[
https://issues.apache.org/jira/browse/IMPALA-6119?page=com.atlassian.jira.plugin.system.issuetabpanels:comment-tabpanel&focusedCommentId=16489122#comment-16489122
]
Gabor Kaszab edited comment on IMPALA-6119 at 5/24/18 2:42 PM:
---------------------------------------------------------------
I identified the issue to be located somewhere else. What I found is that in
case an "insert into test partition(b=1) values (2);" is invoked then only the
b=1 partition is reloaded. However the b=2 partition should also be reloaded to
be aware of the new file created by the insert.
In updatePartitionsFromHms()
{code:java}
if (loadPartitionFileMetadata) {
if (partitionsToUpdate != null) {
// Only reload file metadata of partitions specified in 'partitionsToUpdate'
Preconditions.checkState(partitionsToUpdateFileMdByPath.isEmpty());
partitionsToUpdateFileMdByPath = getPartitionsByPath(partitionsToUpdate);
}
loadMetadataAndDiskIds(partitionsToUpdateFileMdByPath, true);
}
{code}
getPartitionsByPath() in this case receives the b=1 partition an returns it's
path and the partition itself. As a result loadMetadataAndDiskIds() is called
only for b=1 partition.
I made some experiments to modify getPartitionsByPath() to find all the
partitions that point to the location where the ones received by parameter
points to and apparently that fixes this issue. However, it's might not the
most optimal solution.
+My general fix proposal is then the following:+
- When a particular partition is being reloaded then find all the other
partitions that has the same 'location' and reload them as well. Finding these
partitions in an optimal way is not that straightforward, though.

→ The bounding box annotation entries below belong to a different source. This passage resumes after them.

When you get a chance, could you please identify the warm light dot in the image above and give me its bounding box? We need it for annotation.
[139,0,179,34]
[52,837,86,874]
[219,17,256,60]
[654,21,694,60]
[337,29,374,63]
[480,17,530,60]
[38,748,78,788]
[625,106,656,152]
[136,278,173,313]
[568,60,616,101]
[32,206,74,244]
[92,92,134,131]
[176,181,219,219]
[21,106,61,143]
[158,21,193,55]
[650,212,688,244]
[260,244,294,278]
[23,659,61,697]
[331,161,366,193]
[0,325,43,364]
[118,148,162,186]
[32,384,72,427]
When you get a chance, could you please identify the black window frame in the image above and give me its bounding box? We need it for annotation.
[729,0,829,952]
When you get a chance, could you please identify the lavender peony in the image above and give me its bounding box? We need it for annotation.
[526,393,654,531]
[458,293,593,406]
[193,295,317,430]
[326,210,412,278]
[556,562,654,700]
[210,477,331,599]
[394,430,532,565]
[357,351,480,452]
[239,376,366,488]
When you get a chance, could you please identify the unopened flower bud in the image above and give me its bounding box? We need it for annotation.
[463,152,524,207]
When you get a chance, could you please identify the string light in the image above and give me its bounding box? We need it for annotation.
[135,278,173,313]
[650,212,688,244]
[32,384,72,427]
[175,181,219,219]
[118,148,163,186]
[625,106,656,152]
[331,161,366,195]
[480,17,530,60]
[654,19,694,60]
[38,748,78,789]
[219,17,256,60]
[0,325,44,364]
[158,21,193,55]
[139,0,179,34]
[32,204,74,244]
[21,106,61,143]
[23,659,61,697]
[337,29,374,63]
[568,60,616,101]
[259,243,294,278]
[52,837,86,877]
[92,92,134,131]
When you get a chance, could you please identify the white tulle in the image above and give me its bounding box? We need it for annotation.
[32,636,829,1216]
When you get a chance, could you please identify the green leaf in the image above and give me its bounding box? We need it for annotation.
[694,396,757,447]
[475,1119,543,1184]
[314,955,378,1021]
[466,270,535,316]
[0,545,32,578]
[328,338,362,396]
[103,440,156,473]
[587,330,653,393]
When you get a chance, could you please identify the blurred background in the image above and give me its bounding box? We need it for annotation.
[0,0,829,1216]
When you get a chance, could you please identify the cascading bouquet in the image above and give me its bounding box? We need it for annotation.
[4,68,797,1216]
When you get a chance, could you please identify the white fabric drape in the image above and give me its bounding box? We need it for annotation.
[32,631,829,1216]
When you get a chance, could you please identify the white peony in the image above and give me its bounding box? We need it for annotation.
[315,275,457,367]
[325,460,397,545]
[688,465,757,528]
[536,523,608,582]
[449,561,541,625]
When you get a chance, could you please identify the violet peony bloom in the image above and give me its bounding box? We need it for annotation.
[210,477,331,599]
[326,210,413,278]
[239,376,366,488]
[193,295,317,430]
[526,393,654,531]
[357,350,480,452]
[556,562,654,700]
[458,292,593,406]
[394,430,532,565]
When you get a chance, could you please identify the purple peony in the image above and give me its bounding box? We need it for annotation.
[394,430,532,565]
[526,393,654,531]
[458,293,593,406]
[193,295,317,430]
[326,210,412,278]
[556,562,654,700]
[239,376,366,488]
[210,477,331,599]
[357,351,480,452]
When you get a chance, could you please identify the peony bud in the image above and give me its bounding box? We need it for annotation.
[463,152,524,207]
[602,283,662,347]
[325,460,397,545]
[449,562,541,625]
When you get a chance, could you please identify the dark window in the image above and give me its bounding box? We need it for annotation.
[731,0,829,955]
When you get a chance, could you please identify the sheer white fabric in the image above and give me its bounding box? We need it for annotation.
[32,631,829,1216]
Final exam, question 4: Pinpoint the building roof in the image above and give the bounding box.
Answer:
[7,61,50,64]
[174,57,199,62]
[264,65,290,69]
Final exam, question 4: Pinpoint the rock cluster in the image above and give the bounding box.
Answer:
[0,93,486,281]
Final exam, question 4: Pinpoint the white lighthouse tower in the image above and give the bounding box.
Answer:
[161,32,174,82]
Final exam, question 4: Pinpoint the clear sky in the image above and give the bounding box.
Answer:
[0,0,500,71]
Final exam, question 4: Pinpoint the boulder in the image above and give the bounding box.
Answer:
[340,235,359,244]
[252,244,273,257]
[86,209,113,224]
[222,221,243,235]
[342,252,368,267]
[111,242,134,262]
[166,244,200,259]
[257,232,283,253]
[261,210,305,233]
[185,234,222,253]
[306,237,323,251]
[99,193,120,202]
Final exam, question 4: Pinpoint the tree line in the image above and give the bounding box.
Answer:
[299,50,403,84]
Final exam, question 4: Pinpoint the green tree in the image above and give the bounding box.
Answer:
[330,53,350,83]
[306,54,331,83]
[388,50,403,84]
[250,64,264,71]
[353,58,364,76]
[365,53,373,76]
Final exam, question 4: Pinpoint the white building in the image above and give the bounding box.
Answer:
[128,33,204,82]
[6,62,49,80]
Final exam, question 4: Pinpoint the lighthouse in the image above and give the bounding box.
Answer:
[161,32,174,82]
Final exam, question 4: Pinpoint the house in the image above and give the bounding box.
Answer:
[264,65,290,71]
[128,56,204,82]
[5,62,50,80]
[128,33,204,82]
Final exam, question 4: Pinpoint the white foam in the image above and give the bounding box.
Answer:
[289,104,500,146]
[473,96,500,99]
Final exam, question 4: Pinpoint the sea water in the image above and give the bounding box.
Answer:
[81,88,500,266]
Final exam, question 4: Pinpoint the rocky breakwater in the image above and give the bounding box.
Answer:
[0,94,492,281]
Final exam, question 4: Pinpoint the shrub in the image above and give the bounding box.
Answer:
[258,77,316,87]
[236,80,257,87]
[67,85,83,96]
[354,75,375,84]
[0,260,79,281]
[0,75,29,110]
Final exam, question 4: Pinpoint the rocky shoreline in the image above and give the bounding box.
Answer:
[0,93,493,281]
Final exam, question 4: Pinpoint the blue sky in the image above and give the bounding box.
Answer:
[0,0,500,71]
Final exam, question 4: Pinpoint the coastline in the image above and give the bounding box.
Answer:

+2 proposals for finding the partitions with the same location:+
1) When a set of partitions are received in updatePartitionsFromHms() then go
through this set and compare the current partition from the set with all the
partitions in the table to check which one has the same 'location'. When we
have big inserts that affect a number of partitions and in the same time the
total number of partitions is high than this operation can be computational
heavy and has to be done for each insert even if we don't have partitions
pointing to the same location.
2) Similarly to HdfsTable:: partitionMap_ we can keep track of a (path -> set
of partitions) mapping. This way when a set of partitions are received in
updatePartitionsFromHms() then it's enough to go through this received list and
then we can find the partitions pointing to the same location using this
mapping in constant time. One downside of this is that everywhere partitionMap_
is changed this mapping has to be maintained as well. Still this seems the
better approach for me.
was (Author: gaborkaszab):
I identified the issue to be located somewhere else. What I found is that in
case an "insert into test partition(b=1) values (2);" is invoked then only the
b=1 partition is reloaded. However the b=2 partition should also be reloaded to
be aware of the new file created by the insert.
In updatePartitionsFromHms()
{code:java}
if (loadPartitionFileMetadata) {
if (partitionsToUpdate != null) {
// Only reload file metadata of partitions specified in 'partitionsToUpdate'
Preconditions.checkState(partitionsToUpdateFileMdByPath.isEmpty());
partitionsToUpdateFileMdByPath = getPartitionsByPath(partitionsToUpdate);
}
loadMetadataAndDiskIds(partitionsToUpdateFileMdByPath, true);
}
{code}
getPartitionsByPath() in this case receives the b=1 partition an returns it's
path and the partition itself. As a result loadMetadataAndDiskIds() is called
only for b=1 partition.
I made some experiments to modify getPartitionsByPath() to find all the
partitions that point to the location where the ones received by parameter
points to and apparently that fixes this issue. However, it's might not the
most optimal solution.
+My general fix proposal is then the following:+
- When a particular partition is being reloaded then find all the other
partitions that has the same 'location' and reload them as well. Finding these
partitions in an optimal way is not that straightforward, though.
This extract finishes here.